Así, considerando que “no hay peor negocio que una obra inacabada” –como dice el padre Jesús- el nuevo párroco y el Obispo acordaron terminar el templo. Pronto se consiguió ayuda para colocar el techo y hasta se alcanzó fondos del Presupuesto Participativo del municipio distrital. Con la ayuda de Adveniat se adquirió las losetas del piso y sacristía. Algunas empresas dieron su aporte, así como dos congregaciones religiosas, grupos parroquiales y personas generosas.
Muchas actividades se tuvieron que hacer para recaudar fondos, gracias al compromiso de los agentes pastorales que fueron aumentando y colaborando con el reto del nuevo templo parroquial.
“He percibido un entusiasmo general en la población.
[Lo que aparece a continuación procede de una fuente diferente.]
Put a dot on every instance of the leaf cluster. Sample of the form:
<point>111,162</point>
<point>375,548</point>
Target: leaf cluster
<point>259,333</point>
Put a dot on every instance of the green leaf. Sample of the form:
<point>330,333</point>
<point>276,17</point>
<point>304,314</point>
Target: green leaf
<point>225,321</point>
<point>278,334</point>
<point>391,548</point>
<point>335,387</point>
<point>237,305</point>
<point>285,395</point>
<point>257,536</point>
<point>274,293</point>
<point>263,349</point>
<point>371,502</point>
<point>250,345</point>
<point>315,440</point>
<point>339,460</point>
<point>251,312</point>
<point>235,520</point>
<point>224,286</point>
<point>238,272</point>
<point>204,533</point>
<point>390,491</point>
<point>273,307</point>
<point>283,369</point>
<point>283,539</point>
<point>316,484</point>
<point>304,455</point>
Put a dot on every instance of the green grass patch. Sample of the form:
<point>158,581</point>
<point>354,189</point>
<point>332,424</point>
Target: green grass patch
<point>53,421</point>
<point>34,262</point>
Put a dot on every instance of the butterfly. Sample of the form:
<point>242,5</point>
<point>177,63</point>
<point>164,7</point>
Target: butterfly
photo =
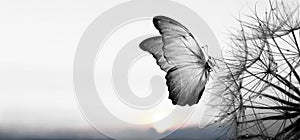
<point>177,52</point>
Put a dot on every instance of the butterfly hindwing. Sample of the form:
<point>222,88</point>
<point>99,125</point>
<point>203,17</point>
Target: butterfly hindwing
<point>178,53</point>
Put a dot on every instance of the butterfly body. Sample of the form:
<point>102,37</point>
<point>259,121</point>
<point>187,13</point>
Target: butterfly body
<point>177,52</point>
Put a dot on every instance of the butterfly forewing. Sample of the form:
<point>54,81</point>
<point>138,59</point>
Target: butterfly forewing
<point>178,53</point>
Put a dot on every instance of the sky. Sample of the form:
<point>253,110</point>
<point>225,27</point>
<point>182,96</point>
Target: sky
<point>38,41</point>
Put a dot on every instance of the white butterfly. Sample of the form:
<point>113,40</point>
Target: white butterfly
<point>177,53</point>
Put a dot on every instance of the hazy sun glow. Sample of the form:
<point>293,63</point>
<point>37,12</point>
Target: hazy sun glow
<point>161,126</point>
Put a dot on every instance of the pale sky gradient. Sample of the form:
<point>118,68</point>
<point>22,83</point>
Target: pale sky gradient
<point>38,40</point>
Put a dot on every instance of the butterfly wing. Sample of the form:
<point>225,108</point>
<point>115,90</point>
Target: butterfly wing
<point>183,60</point>
<point>154,46</point>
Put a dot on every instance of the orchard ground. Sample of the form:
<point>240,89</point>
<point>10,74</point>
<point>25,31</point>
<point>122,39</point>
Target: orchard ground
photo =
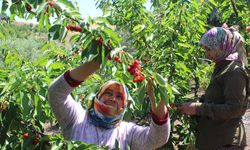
<point>54,129</point>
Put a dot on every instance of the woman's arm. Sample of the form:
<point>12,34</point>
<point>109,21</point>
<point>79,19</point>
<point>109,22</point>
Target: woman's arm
<point>66,110</point>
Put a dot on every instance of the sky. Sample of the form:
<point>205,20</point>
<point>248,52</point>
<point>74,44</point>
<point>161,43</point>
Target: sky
<point>86,7</point>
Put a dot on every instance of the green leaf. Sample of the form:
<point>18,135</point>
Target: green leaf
<point>54,32</point>
<point>159,79</point>
<point>57,65</point>
<point>5,5</point>
<point>68,4</point>
<point>142,91</point>
<point>41,9</point>
<point>114,36</point>
<point>164,94</point>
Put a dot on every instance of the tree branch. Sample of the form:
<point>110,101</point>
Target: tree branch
<point>234,8</point>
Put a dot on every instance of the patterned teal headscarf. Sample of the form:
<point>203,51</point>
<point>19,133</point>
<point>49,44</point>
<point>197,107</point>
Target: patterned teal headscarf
<point>227,43</point>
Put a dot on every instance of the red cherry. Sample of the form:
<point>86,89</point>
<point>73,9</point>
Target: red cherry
<point>248,29</point>
<point>116,58</point>
<point>136,79</point>
<point>146,60</point>
<point>99,42</point>
<point>78,28</point>
<point>28,7</point>
<point>51,4</point>
<point>35,141</point>
<point>136,63</point>
<point>69,27</point>
<point>25,135</point>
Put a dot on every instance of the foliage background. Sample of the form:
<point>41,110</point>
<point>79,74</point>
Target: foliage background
<point>168,35</point>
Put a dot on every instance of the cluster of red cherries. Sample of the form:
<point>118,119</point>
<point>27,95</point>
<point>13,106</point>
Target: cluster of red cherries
<point>135,70</point>
<point>74,28</point>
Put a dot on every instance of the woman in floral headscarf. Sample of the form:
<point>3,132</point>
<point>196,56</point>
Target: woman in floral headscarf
<point>220,111</point>
<point>102,123</point>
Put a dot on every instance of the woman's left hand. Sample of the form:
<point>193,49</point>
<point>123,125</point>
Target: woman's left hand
<point>160,110</point>
<point>189,108</point>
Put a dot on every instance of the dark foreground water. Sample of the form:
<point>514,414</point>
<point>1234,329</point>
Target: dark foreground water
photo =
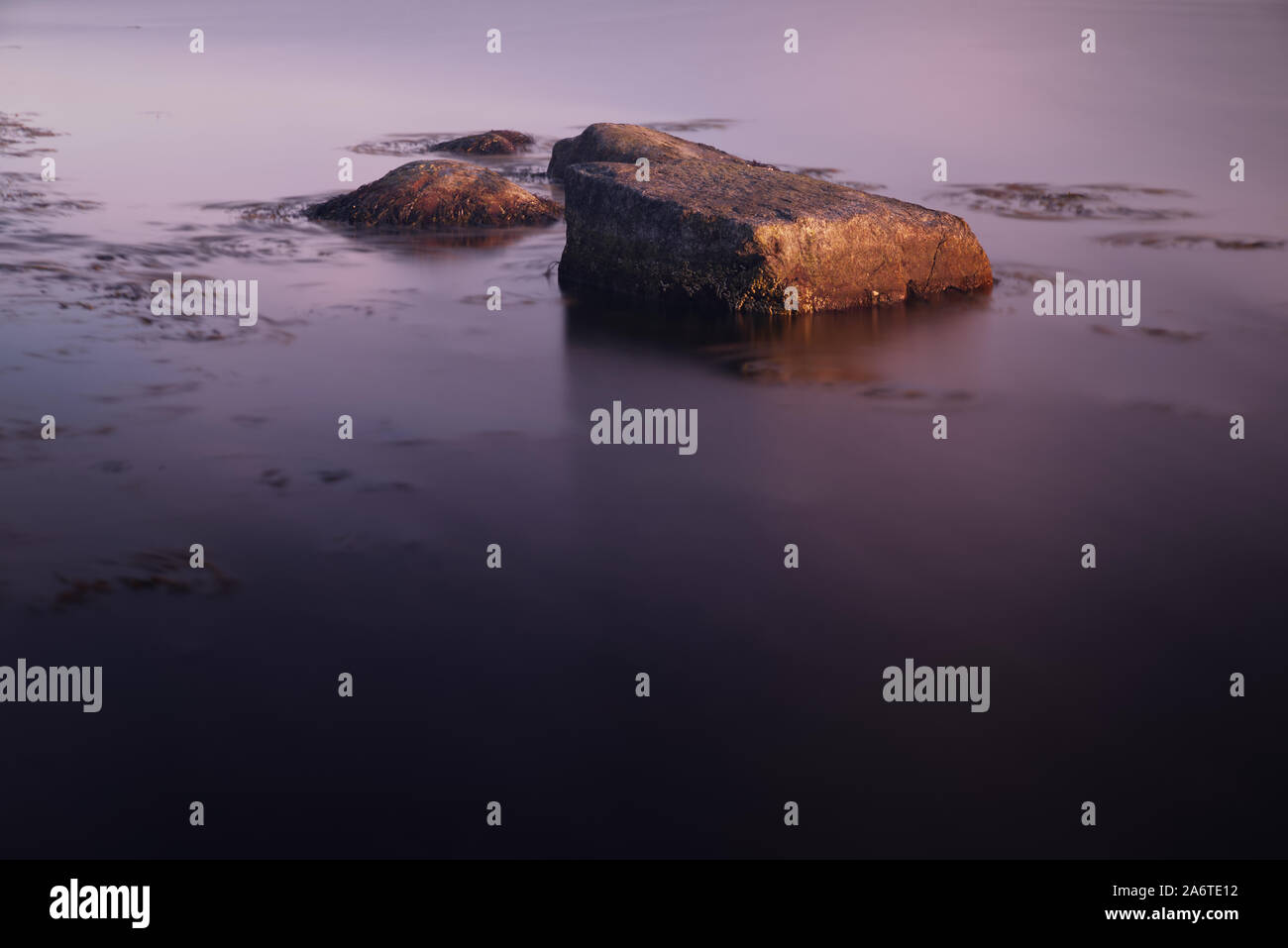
<point>472,428</point>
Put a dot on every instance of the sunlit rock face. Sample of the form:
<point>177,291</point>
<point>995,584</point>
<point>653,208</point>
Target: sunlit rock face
<point>738,236</point>
<point>434,193</point>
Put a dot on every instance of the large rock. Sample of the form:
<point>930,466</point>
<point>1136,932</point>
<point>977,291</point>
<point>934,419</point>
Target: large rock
<point>626,145</point>
<point>737,236</point>
<point>438,193</point>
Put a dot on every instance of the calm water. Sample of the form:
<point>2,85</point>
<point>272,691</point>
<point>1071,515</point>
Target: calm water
<point>472,428</point>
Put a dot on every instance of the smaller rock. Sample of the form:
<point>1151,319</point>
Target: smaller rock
<point>494,142</point>
<point>426,193</point>
<point>627,143</point>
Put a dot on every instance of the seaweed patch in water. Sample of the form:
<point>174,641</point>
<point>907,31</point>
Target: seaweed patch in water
<point>1078,202</point>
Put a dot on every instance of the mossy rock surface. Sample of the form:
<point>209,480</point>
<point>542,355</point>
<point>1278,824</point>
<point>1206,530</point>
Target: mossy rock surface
<point>627,145</point>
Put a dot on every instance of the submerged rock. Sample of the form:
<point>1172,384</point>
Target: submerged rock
<point>735,235</point>
<point>627,143</point>
<point>494,142</point>
<point>425,193</point>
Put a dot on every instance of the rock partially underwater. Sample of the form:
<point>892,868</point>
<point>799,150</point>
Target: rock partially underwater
<point>735,235</point>
<point>626,145</point>
<point>437,193</point>
<point>494,142</point>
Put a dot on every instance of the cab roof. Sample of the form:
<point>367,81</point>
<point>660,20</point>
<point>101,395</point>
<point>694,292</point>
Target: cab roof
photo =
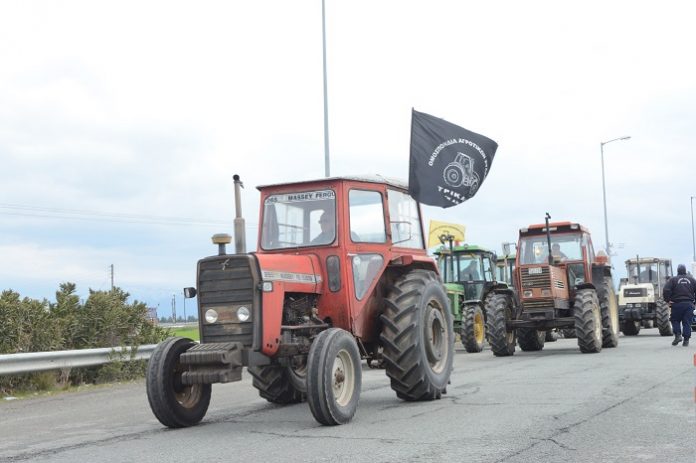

Mi deseo es que al inaugurar el nuevo templo, se inicie también una renovación y fortalecimiento de la fe y en el compromiso cristiano. De nada serviría tener un templo lino sino acudimos regularmente cada domingo a escuchar la Palabra de Dios y a recibir los Sacramentos de la Iglesia”, dijo el padre Jesús en su mensaje ofrecido al término de la Eucaristía, en la que agradeció a cada uno de los que colaboraron directa e indirectamente; y en especial a su amigo y hermano Mons. Ángel Francisco, “ya que sin su entusiasmo, apoyo y gestión, hubiera sido imposible emprender esa aventura”, dijo.